La hiérarchie et la domination des pilotes italiens en MotoGP ont été confirmées dimanche à Valence, lors des dernières courses de l'ultime Grand Prix de la saison, où le Suisse Thomas Lüthi (Honda) a été sacré en 125cc. Des trois pilotes espagnols qui avaient décroché la position de pointe samedi à domicile, un record inédit, un seul a confirmé dimanche: Daniel Pedrosa, sacré le mois dernier à Phillip Island (GP d'Australie) en 250cc. Il a ainsi obtenu, avec sa 8e victoire de l'année, le Grand Chelem espagnol en s'imposant à Valence, après Jerez (GP d'Espagne, la première course de la saison) et la Catalogne (le 12 juin). Le Barcelonais Sete Gibernau, un des principaux rivaux de l'intouchable Italien Valentino Rossi en MotoGP, s'était bien juré d'obtenir sa première victoire d'une saison maudite à Valence. Las, la malchance l'a encore contrarié. Après un mauvais départ, alors qu'il avait arraché samedi sa 5e position de pointe de l'année, Gib cassait son moteur au 4e tour.

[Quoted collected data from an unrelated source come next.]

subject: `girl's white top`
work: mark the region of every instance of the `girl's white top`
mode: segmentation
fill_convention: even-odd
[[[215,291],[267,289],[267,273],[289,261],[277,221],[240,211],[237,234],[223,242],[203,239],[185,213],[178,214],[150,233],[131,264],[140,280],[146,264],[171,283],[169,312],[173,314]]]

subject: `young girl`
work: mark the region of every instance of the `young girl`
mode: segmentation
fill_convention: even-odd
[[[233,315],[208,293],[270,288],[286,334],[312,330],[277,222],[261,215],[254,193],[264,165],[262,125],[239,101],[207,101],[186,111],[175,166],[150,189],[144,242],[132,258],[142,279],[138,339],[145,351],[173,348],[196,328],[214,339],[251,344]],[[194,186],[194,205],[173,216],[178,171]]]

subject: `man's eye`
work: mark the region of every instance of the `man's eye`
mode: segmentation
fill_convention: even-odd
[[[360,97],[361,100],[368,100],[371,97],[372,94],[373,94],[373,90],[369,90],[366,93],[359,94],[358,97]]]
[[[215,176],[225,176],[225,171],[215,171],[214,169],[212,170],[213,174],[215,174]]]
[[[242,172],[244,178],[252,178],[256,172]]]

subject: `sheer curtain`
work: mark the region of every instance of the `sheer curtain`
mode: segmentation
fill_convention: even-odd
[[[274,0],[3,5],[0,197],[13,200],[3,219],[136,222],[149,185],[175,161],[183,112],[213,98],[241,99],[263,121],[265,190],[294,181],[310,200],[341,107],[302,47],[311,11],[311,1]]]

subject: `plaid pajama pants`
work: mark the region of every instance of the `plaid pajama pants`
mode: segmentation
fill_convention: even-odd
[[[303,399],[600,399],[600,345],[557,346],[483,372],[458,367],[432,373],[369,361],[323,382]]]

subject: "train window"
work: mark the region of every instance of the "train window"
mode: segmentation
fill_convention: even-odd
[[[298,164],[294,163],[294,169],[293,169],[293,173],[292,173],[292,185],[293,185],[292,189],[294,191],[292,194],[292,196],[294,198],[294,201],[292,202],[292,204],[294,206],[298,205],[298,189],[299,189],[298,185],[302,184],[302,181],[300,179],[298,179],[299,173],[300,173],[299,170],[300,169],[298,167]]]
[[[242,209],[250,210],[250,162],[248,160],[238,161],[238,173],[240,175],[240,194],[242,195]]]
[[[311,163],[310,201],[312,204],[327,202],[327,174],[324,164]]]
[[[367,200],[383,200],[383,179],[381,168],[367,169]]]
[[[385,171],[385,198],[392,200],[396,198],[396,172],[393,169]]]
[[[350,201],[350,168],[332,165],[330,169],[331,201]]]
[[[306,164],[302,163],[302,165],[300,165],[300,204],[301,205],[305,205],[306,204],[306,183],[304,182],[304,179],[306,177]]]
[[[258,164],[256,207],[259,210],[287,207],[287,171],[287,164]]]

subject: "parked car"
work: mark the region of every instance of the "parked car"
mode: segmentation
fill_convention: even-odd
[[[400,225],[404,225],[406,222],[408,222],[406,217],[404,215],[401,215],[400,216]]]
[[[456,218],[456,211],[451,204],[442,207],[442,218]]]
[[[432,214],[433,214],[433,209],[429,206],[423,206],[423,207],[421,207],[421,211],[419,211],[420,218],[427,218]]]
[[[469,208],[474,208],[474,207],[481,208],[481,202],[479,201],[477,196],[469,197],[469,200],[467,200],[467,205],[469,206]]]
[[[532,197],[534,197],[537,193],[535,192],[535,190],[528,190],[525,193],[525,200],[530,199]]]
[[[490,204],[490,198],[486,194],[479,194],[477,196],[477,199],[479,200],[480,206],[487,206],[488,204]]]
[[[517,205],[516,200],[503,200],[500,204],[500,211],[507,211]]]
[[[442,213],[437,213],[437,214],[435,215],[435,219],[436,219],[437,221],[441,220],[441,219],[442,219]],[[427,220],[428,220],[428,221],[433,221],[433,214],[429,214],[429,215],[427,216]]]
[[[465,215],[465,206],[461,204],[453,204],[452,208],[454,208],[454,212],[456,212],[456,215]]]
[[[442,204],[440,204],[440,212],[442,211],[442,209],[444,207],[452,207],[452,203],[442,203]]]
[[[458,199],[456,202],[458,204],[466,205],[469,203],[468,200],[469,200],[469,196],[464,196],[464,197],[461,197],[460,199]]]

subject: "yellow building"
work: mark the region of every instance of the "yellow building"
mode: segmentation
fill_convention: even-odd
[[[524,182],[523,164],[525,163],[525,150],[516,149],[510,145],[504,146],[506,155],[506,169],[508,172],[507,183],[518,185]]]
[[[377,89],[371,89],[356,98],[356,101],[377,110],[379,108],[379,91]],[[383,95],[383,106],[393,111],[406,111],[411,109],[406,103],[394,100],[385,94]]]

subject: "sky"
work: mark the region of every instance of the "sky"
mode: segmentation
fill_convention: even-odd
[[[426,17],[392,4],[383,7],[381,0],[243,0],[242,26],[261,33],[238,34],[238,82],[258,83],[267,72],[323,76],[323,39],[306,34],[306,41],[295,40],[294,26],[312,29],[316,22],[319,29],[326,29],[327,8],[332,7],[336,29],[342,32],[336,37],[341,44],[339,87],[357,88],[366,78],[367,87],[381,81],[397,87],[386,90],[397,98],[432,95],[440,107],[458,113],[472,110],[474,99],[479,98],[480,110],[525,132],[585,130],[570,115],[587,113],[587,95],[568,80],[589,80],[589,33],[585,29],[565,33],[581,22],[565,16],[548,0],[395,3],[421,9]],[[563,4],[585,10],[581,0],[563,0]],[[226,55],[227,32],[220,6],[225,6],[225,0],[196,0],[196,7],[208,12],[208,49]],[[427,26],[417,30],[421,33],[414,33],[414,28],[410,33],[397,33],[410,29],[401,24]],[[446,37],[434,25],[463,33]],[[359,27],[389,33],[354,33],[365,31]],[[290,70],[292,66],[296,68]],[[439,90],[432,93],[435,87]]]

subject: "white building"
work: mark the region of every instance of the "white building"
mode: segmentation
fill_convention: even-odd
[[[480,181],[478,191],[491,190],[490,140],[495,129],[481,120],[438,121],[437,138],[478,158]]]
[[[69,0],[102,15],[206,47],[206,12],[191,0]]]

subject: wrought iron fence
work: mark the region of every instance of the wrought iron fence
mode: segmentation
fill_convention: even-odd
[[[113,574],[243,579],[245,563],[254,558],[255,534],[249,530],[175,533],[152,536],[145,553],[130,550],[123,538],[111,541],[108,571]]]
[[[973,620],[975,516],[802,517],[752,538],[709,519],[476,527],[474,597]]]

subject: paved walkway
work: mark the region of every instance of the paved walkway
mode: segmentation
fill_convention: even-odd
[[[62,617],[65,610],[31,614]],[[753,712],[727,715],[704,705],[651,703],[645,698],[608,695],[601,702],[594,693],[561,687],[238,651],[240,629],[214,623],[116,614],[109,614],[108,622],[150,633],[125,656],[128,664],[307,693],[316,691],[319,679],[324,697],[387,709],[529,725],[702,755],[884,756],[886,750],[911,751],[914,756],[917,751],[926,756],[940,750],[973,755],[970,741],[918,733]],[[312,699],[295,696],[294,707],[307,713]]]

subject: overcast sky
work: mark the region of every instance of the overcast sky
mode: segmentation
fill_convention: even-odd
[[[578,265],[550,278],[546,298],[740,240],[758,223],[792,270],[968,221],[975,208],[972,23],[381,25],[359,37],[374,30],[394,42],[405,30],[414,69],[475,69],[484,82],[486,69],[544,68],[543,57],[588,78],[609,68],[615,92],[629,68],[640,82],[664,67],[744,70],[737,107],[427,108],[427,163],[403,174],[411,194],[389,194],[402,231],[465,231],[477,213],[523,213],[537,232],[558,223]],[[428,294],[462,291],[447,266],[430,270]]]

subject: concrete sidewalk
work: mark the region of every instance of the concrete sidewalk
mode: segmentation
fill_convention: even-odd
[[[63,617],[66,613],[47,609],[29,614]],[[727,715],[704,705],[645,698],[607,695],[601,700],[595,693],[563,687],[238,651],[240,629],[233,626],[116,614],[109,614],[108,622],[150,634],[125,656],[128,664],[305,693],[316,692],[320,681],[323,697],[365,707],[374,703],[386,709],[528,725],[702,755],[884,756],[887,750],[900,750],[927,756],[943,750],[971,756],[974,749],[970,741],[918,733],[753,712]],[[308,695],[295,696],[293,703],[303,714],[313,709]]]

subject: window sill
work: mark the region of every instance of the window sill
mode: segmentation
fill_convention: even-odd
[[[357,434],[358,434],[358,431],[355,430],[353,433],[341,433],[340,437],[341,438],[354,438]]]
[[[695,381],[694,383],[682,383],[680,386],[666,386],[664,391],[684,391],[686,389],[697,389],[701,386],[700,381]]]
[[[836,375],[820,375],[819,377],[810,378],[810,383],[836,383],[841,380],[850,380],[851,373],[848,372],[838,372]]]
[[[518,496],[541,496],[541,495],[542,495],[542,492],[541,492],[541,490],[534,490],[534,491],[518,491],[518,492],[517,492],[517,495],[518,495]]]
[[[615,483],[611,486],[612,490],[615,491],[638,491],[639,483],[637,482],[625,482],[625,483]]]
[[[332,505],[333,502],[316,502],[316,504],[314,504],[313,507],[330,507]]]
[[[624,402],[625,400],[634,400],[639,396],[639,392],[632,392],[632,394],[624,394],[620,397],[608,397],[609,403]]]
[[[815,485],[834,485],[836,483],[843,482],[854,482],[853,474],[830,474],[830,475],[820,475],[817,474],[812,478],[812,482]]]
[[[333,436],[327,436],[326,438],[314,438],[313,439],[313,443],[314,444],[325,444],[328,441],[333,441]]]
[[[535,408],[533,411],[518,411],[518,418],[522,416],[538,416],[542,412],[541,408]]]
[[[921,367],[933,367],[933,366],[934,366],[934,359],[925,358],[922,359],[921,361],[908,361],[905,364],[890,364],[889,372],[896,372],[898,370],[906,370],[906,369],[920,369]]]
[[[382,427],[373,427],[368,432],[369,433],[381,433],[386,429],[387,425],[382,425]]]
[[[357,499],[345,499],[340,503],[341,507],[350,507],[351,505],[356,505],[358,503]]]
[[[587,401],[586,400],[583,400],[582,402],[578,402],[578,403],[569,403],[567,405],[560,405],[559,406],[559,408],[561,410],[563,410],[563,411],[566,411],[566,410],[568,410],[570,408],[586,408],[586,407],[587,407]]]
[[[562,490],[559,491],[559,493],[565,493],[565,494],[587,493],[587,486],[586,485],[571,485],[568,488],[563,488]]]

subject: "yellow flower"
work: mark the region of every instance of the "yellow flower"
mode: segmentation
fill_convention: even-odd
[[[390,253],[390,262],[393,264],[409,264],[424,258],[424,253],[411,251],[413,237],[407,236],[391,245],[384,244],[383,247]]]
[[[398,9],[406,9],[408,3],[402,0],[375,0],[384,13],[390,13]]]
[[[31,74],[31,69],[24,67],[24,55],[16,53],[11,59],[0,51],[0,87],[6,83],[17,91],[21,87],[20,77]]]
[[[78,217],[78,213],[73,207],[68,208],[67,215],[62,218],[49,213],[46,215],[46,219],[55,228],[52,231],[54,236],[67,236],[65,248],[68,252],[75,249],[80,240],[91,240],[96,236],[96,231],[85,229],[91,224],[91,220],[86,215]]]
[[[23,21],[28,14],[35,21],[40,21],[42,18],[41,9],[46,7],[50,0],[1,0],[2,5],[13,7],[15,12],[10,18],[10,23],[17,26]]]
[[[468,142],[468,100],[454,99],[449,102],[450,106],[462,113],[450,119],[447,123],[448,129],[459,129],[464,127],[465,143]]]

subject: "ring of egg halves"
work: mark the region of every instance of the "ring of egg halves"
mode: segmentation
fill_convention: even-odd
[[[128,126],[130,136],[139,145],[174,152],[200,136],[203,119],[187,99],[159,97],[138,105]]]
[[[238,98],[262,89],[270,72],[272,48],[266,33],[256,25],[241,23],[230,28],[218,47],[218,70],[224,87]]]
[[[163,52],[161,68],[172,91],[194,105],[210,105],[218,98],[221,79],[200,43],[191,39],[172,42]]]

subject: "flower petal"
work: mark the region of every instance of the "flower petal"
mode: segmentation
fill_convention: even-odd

Rossi, qui avait chuté samedi et qui partait lui du 5e rang, montrait une fois de plus, de manière époustouflante, sa grande maîtrise du pilotage. Il doublait sept concurrents dès le premier tour, dû attendre deux tours avant de passer Capirossi, puis Biaggi dans la foulée, pour se hisser à la quatrième place derrière Checa.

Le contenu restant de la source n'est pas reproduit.